Sen ne büyükmüşsün ey Atatürk!
Senin yüzünü Batı'ya dönüşüne epey karşı çıkmışlığım vardır.
Bugün geldiğimiz şu noktada...
“İyi ki yüzünü ve yüzümüzü Batı’ya döndürmüşsün” diyorum, başka da bir şey demiyorum.
Senin tevhid-i tedrisat diye tutturmana epey itiraz etmişliğim vardır.
Bugün geldiğimiz şu noktada...
“İyi ki tevhid-i tedrisat diye tutturmuşsun” diyorum, başka da bir şey demiyorum.
*
Senin ülkeye getirdiğin laiklik ilkesine epey laf saydırmışlığım vardır.
Bugün geldiğimiz şu noktada...
“İyi ki laiklik ilkesini hayata geçirmişsin” diyorum, başka da bir şey demiyorum.
*
Senin bir millet oluşturma çabanı anlayıp dinlemeden çokça eleştirmiştim.
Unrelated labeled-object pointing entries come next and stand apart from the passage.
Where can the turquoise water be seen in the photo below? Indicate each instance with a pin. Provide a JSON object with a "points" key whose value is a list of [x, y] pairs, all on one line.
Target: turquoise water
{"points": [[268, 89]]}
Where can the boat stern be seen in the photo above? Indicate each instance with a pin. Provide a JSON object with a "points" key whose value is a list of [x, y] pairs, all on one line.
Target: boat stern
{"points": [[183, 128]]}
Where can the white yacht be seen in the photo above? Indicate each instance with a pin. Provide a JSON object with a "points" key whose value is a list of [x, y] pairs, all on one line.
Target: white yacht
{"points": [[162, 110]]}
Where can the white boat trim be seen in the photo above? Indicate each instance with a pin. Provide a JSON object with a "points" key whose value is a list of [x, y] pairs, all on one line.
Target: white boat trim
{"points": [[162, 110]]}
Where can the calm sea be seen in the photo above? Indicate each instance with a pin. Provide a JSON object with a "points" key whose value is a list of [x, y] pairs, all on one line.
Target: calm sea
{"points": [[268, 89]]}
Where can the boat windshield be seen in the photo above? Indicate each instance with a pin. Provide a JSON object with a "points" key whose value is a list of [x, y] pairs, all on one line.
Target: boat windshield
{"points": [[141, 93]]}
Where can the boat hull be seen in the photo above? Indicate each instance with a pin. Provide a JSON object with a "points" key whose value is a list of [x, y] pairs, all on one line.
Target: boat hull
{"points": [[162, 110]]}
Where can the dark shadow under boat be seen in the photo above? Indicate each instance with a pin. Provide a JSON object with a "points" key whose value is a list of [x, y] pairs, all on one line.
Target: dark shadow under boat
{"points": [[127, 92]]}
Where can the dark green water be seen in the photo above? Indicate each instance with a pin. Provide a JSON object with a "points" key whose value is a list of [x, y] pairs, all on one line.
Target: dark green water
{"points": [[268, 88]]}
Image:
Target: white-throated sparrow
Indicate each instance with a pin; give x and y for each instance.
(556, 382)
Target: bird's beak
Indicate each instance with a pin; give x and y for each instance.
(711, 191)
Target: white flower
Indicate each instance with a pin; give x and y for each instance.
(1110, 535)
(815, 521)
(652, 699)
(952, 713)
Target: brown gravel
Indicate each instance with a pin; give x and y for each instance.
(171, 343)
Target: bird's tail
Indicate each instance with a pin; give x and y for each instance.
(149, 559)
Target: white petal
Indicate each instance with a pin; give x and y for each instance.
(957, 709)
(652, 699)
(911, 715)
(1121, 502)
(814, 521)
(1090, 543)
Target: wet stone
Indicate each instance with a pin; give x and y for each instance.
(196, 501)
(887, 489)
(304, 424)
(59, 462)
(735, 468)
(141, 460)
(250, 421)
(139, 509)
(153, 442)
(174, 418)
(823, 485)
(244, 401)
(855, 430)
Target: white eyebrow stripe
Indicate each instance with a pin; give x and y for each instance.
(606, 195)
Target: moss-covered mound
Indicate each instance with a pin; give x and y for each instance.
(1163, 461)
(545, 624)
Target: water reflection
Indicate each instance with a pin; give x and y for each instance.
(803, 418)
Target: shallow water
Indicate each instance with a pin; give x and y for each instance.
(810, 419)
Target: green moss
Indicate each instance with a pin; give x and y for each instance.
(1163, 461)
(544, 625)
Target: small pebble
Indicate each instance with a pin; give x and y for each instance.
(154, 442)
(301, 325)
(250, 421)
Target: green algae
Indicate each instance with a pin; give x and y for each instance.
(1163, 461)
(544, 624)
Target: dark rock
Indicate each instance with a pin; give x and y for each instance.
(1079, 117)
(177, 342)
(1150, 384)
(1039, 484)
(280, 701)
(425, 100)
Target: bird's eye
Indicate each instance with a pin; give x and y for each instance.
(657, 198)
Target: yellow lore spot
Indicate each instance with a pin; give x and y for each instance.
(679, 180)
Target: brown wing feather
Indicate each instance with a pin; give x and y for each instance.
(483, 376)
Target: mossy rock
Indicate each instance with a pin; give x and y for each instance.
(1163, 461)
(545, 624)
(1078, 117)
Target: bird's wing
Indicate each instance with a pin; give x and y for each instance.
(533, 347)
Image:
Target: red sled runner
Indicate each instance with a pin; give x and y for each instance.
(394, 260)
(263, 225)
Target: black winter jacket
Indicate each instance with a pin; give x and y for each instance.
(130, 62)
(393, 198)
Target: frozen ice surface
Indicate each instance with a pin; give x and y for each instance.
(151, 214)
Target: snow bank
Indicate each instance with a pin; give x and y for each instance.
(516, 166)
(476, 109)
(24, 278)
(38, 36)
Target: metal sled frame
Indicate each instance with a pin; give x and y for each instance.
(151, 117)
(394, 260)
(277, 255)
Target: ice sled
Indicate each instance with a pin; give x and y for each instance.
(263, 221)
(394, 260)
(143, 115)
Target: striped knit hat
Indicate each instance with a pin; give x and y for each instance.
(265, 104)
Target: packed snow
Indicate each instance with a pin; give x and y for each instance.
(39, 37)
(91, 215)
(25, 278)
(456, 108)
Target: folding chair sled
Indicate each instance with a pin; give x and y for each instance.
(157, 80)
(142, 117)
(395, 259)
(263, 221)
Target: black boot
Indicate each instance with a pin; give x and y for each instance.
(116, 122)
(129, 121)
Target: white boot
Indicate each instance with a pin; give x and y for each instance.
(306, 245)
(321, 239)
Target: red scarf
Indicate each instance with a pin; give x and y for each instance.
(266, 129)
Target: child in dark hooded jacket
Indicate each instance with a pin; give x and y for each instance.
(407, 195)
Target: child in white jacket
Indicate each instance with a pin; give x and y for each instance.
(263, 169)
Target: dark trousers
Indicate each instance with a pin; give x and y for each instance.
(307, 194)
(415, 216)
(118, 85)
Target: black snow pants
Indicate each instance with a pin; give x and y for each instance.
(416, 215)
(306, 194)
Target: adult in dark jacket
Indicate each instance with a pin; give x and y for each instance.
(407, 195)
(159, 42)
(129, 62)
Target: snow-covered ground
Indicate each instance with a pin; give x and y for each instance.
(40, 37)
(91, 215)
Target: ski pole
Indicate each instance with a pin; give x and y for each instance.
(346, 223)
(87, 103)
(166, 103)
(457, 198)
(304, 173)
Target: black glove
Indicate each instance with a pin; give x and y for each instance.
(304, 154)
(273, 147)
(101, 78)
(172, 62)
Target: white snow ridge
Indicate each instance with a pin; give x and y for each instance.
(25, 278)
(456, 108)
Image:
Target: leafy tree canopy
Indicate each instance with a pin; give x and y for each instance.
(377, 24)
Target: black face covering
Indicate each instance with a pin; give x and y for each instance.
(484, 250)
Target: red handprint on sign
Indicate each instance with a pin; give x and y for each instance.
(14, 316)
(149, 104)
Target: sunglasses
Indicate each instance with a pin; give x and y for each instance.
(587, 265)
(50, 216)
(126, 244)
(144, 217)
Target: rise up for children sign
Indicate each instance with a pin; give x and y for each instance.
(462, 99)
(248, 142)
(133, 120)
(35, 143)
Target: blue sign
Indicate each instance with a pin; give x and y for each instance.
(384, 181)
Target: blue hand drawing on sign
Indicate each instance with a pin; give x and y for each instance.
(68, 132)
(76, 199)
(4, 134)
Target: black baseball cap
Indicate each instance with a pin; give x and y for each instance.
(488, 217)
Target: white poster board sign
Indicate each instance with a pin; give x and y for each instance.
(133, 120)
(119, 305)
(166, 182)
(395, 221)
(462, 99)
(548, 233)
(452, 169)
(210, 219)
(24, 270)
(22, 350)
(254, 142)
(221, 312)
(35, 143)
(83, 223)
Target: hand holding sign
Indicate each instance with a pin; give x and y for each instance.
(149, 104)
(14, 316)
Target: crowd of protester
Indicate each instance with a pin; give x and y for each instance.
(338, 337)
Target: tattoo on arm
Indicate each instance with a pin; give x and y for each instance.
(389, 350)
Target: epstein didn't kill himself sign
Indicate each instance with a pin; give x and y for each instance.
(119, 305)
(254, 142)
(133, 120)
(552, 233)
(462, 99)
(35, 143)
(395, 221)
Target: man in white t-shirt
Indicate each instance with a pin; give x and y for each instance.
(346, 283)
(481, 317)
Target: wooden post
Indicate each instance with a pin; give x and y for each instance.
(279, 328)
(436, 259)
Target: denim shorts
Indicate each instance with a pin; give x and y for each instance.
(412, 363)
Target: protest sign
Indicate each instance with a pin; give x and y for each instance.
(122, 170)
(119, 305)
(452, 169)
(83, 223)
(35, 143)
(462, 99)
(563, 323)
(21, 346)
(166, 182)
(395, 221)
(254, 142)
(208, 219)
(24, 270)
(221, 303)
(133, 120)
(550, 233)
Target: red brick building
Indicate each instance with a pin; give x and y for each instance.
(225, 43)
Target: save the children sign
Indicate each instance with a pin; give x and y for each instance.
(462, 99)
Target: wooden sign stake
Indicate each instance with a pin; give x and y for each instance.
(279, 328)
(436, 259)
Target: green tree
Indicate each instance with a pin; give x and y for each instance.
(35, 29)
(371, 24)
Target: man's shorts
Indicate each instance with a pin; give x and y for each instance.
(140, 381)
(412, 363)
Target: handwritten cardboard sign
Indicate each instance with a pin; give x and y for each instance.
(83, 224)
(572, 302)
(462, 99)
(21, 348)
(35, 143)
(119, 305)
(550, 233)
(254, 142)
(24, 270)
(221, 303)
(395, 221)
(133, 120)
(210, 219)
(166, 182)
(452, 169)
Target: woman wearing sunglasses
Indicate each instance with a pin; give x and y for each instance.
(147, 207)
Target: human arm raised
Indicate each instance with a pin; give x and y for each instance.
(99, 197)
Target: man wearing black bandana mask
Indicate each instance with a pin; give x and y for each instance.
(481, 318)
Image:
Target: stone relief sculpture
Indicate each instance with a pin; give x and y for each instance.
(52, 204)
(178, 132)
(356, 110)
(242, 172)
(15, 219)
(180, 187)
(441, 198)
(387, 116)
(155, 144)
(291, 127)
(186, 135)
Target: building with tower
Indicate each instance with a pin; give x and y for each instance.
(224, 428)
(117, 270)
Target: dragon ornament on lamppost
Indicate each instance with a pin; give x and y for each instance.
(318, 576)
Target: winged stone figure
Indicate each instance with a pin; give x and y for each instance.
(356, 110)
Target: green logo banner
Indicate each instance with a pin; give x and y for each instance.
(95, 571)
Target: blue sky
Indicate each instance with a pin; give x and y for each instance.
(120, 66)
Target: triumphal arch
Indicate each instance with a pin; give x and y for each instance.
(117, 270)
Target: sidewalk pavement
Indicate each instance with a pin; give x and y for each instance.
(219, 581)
Bugün geldiğimiz şu noktada...
“Bu ne değerli bir çabaymış” diyorum, başka da bir şey demiyorum.
Senin şeyhlik, efendilik, müritlik gibi kavramlarla başının hiç de hoş olmamasını hep anlayışsızlıkla karşılamıştım.
Bugün geldiğimiz şu noktada...
“Seni çok iyi anlıyorum” diyorum, başka da bir şey demiyorum.
*
Senin dini cemaatlere, dini gruplara, dini oluşumlara mesafeli oluşundan pek hazzetmezdim.
Bugün geldiğimiz şu noktada...
“Ne de iyi etmişsin” diyorum, başka da bir şey demiyorum.
*
Sen ne büyükmüşsün hey Atatürk!
*
Artık ben de senin kadrini, kıymetini bilenlerdenim.
Ben de Anıtkabir’ini ziyaret edeceğim.
Ben de posterini duvarıma asacağım.
*
Ve bir şey daha:
Geçen senelerden birinde sırf artistlik olsun diye 10 Kasım’da saat 9’u 5 geç ayağa kalkmamış ve bunu bir marifetmiş gibi bu köşeden cümle âleme ilan etmiştim.
Bu 10 Kasım’da saat 9’u 5 geçe ayağa ilk kalkan olmak için fırlayacağım.